See more on Felix Shafir
Felix Shafir

Horvitz & Levy • Burbank


Felix Shafir is a seasoned attorney with nearly 22 years of experience in employment law, a field he was drawn to due to its broad spectrum of intriguing issues. His expertise spans constitutional questions, contract and statute interpretation, and complex procedural matters in class action and arbitration law.


Shafir has handled a variety of significant cases, including a matter before the California Supreme Court, where he represented Lyft in a wage-and-hour dispute over driver classification. Turrieta v. Lyft, Inc. (2021) 69 Cal.App.5th 955.


The case involved a settlement of PAGA claims that was challenged by objectors with separate PAGA actions, leading to a split in appellate court decisions and a review by the California Supreme Court.


"If the Supreme Court agrees with Lyft that such PAGA plaintiffs have no standing to object or to move to intervene or vacate, that development could have major ramifications for PAGA settlement proceedings going forward by sharply curtailing objections to PAGA settlements," Shafir said.

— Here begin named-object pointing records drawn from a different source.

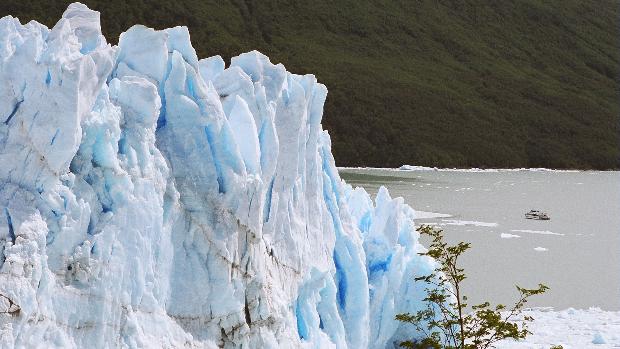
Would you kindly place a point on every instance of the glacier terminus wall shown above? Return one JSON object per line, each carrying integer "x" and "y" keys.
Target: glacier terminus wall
{"x": 149, "y": 199}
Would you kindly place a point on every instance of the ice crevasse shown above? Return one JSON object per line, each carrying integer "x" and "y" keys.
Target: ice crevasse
{"x": 152, "y": 199}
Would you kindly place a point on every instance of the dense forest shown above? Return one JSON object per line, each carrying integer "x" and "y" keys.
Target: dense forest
{"x": 449, "y": 83}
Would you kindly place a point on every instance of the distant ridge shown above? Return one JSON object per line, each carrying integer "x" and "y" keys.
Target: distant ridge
{"x": 442, "y": 83}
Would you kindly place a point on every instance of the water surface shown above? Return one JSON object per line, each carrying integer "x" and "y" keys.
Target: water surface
{"x": 576, "y": 253}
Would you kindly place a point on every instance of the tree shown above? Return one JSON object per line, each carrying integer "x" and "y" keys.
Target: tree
{"x": 445, "y": 322}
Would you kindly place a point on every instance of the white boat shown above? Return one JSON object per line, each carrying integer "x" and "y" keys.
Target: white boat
{"x": 535, "y": 214}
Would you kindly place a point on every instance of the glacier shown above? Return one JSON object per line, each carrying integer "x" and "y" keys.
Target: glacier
{"x": 151, "y": 199}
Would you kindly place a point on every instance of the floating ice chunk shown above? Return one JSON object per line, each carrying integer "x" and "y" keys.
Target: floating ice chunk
{"x": 430, "y": 215}
{"x": 509, "y": 236}
{"x": 474, "y": 223}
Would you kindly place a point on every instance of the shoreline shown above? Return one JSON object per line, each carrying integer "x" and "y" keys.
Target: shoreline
{"x": 408, "y": 168}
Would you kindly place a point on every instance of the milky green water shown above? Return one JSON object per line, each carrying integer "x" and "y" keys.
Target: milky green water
{"x": 576, "y": 253}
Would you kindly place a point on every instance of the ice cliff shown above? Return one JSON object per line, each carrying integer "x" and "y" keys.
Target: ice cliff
{"x": 149, "y": 199}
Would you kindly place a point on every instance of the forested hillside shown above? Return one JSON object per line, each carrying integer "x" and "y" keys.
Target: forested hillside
{"x": 526, "y": 83}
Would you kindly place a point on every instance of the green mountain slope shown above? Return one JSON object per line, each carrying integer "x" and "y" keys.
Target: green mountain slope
{"x": 526, "y": 83}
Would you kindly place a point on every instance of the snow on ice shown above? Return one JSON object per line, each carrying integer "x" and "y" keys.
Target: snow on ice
{"x": 152, "y": 199}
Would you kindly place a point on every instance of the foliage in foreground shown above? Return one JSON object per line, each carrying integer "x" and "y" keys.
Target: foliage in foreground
{"x": 445, "y": 323}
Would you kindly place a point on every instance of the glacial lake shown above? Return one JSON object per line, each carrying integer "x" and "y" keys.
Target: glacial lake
{"x": 576, "y": 253}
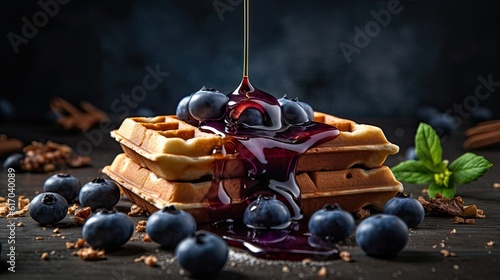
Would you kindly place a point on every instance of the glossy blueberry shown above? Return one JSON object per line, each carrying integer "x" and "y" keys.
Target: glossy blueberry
{"x": 410, "y": 154}
{"x": 332, "y": 223}
{"x": 202, "y": 254}
{"x": 407, "y": 208}
{"x": 64, "y": 184}
{"x": 169, "y": 226}
{"x": 266, "y": 212}
{"x": 207, "y": 104}
{"x": 309, "y": 110}
{"x": 13, "y": 161}
{"x": 293, "y": 113}
{"x": 48, "y": 208}
{"x": 382, "y": 235}
{"x": 107, "y": 229}
{"x": 99, "y": 193}
{"x": 182, "y": 112}
{"x": 251, "y": 117}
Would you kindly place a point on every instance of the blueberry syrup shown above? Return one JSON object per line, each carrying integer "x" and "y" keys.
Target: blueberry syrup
{"x": 269, "y": 153}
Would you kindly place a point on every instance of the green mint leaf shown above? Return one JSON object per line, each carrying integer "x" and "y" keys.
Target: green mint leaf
{"x": 468, "y": 167}
{"x": 428, "y": 148}
{"x": 413, "y": 172}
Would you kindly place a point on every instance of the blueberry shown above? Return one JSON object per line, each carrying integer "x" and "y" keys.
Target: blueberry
{"x": 202, "y": 254}
{"x": 13, "y": 161}
{"x": 207, "y": 104}
{"x": 410, "y": 154}
{"x": 108, "y": 229}
{"x": 251, "y": 117}
{"x": 266, "y": 212}
{"x": 293, "y": 113}
{"x": 382, "y": 235}
{"x": 309, "y": 110}
{"x": 332, "y": 223}
{"x": 169, "y": 226}
{"x": 64, "y": 184}
{"x": 48, "y": 208}
{"x": 99, "y": 193}
{"x": 407, "y": 208}
{"x": 183, "y": 114}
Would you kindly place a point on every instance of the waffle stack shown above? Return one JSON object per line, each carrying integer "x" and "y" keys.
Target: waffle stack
{"x": 167, "y": 161}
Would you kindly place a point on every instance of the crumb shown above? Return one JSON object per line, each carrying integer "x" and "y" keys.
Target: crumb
{"x": 363, "y": 213}
{"x": 322, "y": 272}
{"x": 141, "y": 226}
{"x": 146, "y": 238}
{"x": 89, "y": 254}
{"x": 81, "y": 215}
{"x": 135, "y": 210}
{"x": 72, "y": 209}
{"x": 345, "y": 256}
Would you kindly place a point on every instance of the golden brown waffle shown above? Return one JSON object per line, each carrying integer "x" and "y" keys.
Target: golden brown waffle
{"x": 177, "y": 151}
{"x": 352, "y": 188}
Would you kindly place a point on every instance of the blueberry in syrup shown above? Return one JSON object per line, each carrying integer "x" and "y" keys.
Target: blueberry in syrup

Additionally, Shafir filed an amicus brief in Viking River Cruises, Inc. v. Moriana with the U.S. Supreme Court on behalf of the Washington Legal Foundation and Atlantic Legal Foundation. Viking River Cruises, Inc. v. Moriana, 142 S. Ct. 1906 (2022). This case addressed the enforcement of an arbitration agreement's PAGA representative-action waiver, with the Supreme Court ultimately deciding on the matter of Federal Arbitration Act preemption.


"Years before this development, the California Supreme Court previously held the FAA did not apply to this prohibition because PAGA claims fell outside the FAA's coverage. In the U.S. Supreme Court, the defendant needed to focus on a broad range of questions implicated by the California Supreme Court's prohibition," Shafir said.


As a result, it could pay only limited attention to the California Supreme Court's central rationale for insulating the prohibition from FAA preemption, for example, the mistaken premise that the FAA did not apply to that prohibition because PAGA claims are government enforcement actions, he added.


"Consequently, our amicus brief focused heavily on why that rationale was wrong," Shafir said. "Happily, the U.S. Supreme Court agreed, holding that the FAA applies to PAGA claims. This was a major breakthrough. For years, California courts insisted the FAA did not apply to PAGA claims, but, after Viking River Cruises, many lower courts have finally compelled individual PAGA claims to arbitration."


Shafir said that all this goes to show that, when it comes to constitutional protections -- like federal preemption -- California courts do not have the last word and businesses can and will continue to insist on their constitutional rights regardless of what California courts decide because the U.S. Supreme Court may yet overturn erroneous California decisions even if it takes time to do so. 


"This has been particularly true in the area of FAA preemption, where California courts have long been out of sync with the U.S. Supreme Court's federal arbitration precedent and the high court has therefore repeatedly stepped in, even if years later, to correct the erroneous course charted by California courts," Shafir said.